Contraceptive Methods and the Impact of Menstruation on Daily Functioning in Women With Sickle Cell Disease

Melissa E. Day, BS; Sarah-Jo Stimpson, MD; Mark Rodeghier, PhD; Djamila Ghafuri, MBBS; Michael Callaghan, MD; Ahmar Urooj Zaidi, MD; Bryan Hannan, MS; Adetola Kassim, MD, MS; Andra H. James, MD, MPH; Michael R. DeBaun, MD, MPH; Deva Sharma, MD, MS

Disclosures

South Med J. 2019;112(3):174-179. 

In This Article

Abstract and Introduction

Abstract

Objectives: Women with sickle cell disease (SCD) are living longer as a result of advances in the care of their underlying disease. With the population growing of women living with SCD, reproductive health issues in this population have become an emphasized area of medical care. We sought to describe current patterns of contraception use, menstruation, and quality-of-life (QOL) measures in women with SCD.

Methods: Using a cross-sectional study design, we administered paper surveys at two academic medical centers to women aged 10 to 55 years with SCD to capture current contraceptive use, characteristics of menstrual cycles, and QOL metrics.

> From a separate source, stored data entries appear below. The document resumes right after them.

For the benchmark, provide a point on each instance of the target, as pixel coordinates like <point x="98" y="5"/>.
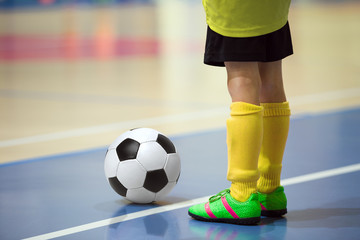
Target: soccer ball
<point x="142" y="165"/>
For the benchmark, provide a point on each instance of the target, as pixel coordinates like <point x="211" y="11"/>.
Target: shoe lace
<point x="219" y="195"/>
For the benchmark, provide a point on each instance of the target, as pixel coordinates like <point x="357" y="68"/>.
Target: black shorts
<point x="266" y="48"/>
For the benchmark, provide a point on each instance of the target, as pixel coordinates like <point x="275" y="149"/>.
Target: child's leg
<point x="276" y="126"/>
<point x="244" y="128"/>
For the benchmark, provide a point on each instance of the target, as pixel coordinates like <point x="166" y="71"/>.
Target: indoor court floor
<point x="76" y="74"/>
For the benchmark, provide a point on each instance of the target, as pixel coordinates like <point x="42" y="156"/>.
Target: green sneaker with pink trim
<point x="224" y="208"/>
<point x="273" y="204"/>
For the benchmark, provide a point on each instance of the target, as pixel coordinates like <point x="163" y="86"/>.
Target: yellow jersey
<point x="246" y="18"/>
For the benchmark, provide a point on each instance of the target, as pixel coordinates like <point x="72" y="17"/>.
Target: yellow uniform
<point x="246" y="18"/>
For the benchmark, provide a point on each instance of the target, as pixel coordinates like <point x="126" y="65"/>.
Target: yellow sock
<point x="276" y="128"/>
<point x="244" y="138"/>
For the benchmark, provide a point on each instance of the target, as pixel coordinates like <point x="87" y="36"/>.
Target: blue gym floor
<point x="55" y="193"/>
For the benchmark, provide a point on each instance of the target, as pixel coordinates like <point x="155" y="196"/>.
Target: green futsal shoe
<point x="273" y="204"/>
<point x="224" y="208"/>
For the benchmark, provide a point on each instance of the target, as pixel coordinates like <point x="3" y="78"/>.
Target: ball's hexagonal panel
<point x="166" y="143"/>
<point x="111" y="163"/>
<point x="155" y="180"/>
<point x="143" y="134"/>
<point x="127" y="149"/>
<point x="173" y="167"/>
<point x="131" y="174"/>
<point x="152" y="156"/>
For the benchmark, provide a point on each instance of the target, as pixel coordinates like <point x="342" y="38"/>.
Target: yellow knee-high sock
<point x="276" y="128"/>
<point x="244" y="138"/>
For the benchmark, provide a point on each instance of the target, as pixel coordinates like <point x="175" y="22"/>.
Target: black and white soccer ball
<point x="142" y="165"/>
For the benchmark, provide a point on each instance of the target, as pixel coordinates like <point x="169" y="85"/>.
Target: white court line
<point x="185" y="117"/>
<point x="144" y="213"/>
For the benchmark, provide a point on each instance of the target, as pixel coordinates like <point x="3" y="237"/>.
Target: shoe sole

Results: Of the 103 women who participated, 12.7% (13/102) experienced a duration of menses >7 days (defined here as prolonged menstrual bleeding). Approximately half of women (51.5%, 53/103) used some form of contraception, with depot medroxyprogesterone acetate injections and condoms being the most common. During their last menstrual periods, women with both dysmenorrhea and prolonged menstrual bleeding (6.9%, 7/102) were more likely to experience more days of poor QOL, with more nights with sleep disturbance (P = 0.001) and more days with trouble taking care of themselves (P = 0.003), as well as being unable to do things they previously enjoyed (P = 0.001), compared with those with neither phenomenon (28.2%, 29/103).

Conclusions: Dysmenorrhea and prolonged menstrual bleeding negatively affect the QOL of women with SCD. Menstrual histories and preventive measures for menstruation-related morbidity should be incorporated into routine evaluations of women with SCD.

Introduction

Sickle cell disease (SCD) is the most common inherited monogenic blood disorder, affecting 1 in 400 African Americans born in the United States.[1] Before the use of disease-modifying therapies, the average life expectancy for an individual with SCD in the 1970s was <20 years of age.[2] The largest multicenter prospective cohort study of SCD (n = 3764) in the 1990s, completed after the introduction of penicillin prophylaxis and hydroxyurea therapy, however, demonstrated that 50% of individuals with SCD live beyond the fifth decade.[3] As the overall survival of women with SCD continues to increase, reproductive health issues, including menstruation-related morbidity and preferences for contraceptive use, will become increasingly important as management shifts toward improving their quality of life (QOL).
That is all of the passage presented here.